Alessandro Moreschini, guardare la poesia
Se spesso si indugia sul ruolo della biblioteca come luogo di amplificazione della cultura e come crocevia di innesti fertili, ecco che inserire nel percorso di visita di una mostra documentaria composta di memorie dantesche, opere di arte contemporanea, assume il significato di aprire un recinto sacro dedicato allo studio e al sapere verso altre connessioni, trasformando un luogo dell’incanto letterario e scientifico in un catalizzatore e distributore di energie diverse.
Ma accendere l’attenzione sulla trasversalità della cultura artistica nelle sue diverse forme vuol dire far incontrare il mondo del sapere universale con le forme d’arte creando una versione attualizzata della sensibilità al bello e alla poesia.

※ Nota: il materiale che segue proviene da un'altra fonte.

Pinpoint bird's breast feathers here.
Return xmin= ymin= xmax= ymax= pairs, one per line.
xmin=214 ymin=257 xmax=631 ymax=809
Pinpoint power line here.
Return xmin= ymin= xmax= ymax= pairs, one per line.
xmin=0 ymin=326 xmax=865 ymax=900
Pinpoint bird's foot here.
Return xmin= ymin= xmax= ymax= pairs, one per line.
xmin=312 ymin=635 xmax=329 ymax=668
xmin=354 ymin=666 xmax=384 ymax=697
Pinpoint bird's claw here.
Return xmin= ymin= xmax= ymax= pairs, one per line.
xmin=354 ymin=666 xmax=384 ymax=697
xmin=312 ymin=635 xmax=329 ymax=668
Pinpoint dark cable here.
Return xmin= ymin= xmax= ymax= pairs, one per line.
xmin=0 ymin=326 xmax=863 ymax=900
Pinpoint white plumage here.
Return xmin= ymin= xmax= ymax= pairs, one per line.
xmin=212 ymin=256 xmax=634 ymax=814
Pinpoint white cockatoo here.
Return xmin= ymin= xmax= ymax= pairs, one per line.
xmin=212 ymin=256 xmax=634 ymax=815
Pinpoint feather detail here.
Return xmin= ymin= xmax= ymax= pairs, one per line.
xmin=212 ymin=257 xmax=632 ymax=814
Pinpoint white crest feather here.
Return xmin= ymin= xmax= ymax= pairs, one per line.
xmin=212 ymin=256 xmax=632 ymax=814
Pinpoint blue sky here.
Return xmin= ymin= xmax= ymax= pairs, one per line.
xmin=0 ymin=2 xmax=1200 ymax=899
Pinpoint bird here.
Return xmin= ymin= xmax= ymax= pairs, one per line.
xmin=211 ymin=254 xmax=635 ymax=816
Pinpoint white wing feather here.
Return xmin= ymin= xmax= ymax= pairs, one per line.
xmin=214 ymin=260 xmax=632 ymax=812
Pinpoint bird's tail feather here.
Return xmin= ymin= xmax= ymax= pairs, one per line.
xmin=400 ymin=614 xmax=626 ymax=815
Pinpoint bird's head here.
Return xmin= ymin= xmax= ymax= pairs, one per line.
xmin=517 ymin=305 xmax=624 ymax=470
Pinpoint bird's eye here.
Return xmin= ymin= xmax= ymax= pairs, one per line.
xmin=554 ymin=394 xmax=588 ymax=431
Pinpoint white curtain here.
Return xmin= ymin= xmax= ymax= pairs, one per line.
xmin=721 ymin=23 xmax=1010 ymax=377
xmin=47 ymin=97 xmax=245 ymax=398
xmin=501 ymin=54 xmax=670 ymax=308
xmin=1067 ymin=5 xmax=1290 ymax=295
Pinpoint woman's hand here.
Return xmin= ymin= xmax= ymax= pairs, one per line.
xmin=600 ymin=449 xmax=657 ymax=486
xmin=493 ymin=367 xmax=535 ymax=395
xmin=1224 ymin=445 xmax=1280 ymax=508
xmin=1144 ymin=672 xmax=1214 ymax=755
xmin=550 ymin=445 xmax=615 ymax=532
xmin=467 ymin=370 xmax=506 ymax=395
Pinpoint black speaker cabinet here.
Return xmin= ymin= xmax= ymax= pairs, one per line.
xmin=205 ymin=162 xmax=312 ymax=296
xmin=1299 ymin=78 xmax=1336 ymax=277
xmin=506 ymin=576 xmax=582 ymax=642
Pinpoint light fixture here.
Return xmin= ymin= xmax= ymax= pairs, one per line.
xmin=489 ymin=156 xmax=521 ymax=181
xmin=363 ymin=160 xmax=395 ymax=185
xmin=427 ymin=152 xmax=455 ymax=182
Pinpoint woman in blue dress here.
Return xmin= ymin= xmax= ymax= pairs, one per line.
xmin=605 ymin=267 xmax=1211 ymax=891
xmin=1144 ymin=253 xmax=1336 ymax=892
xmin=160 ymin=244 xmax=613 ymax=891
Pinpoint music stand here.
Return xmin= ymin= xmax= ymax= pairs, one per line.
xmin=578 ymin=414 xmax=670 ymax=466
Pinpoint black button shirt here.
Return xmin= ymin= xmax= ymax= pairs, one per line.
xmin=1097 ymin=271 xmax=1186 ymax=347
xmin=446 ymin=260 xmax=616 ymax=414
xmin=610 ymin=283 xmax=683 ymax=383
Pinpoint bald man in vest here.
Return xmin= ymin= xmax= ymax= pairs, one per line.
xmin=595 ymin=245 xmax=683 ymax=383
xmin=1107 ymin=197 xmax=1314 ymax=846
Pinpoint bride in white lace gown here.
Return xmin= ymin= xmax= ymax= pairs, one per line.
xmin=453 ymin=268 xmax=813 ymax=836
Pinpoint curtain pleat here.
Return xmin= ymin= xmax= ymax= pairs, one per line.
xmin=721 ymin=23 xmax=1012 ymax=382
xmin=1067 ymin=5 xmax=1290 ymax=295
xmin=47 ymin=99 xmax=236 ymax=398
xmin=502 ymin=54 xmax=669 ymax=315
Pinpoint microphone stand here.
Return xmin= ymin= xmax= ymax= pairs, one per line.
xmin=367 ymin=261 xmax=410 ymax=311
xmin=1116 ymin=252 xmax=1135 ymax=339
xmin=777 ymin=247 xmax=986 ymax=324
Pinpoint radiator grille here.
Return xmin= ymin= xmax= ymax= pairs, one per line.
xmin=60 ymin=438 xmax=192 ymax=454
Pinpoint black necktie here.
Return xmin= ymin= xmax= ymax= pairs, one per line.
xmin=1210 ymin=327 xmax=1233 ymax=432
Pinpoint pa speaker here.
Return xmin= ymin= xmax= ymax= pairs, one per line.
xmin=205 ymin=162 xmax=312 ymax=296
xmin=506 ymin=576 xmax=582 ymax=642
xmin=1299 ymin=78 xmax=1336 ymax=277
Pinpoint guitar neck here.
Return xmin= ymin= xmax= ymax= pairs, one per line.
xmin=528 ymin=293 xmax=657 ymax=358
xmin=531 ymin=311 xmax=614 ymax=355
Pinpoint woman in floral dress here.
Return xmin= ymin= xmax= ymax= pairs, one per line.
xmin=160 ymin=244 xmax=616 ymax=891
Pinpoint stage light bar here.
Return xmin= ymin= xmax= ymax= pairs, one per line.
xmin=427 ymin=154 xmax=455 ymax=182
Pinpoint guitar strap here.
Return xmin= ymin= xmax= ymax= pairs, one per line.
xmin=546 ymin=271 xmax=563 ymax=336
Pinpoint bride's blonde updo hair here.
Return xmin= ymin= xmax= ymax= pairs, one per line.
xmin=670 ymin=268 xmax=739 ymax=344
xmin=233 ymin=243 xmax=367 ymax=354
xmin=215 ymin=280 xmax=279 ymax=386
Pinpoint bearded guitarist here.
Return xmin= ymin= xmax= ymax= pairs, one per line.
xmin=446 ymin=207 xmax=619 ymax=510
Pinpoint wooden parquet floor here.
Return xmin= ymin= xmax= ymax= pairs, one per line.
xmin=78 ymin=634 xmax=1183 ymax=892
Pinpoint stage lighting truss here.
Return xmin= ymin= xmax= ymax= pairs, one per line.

La singolarità di ogni visione è capace di abbracciarne la pluralità. Succede quando la cultura (dal latino còlere coltivare) viene prodotta esattamente come un frutto della terra, con inventiva e laboriosità, con resistenza e ostinazione e non addomesticata all’ovvietà. Una poltroncina retrò, irrorata di colori dipinti, un volto di fanciullo dalla bellezza antica e incantata e dalle fattezze senza tempo che posa il suo sguardo lontano sono il terminus ad quem di un percorso che ha visto snodarsi codici e manoscritti, documenti e incisioni alla ricerca delle tracce della presenza di Dante nella Biblioteca.
Le texture iperdecorative di Alessandro Moreschini ricoprono di colori oggetti d’uso, la raffinatezza della sua tecnica pittorica investe di caleidoscopica modularità ornamentale le superfici, sia la sedia che la scultura ceramica, sollevando quegli stessi oggetti dalla ordinarietà quotidiana e alzandone la soglia estetica. L’immagine contemporanea che forgia il nostro orizzonte impone oggi una diversa definizione del guardare e lo sguardo rimane aperto al di là di ogni visione possibile. Una sosta e un invito per immaginare un proprio tempo dedicato alla lettura e alla riflessione, per condividere la continuità della poesia e il suo eternarsi, mentre il tempo storico scorre.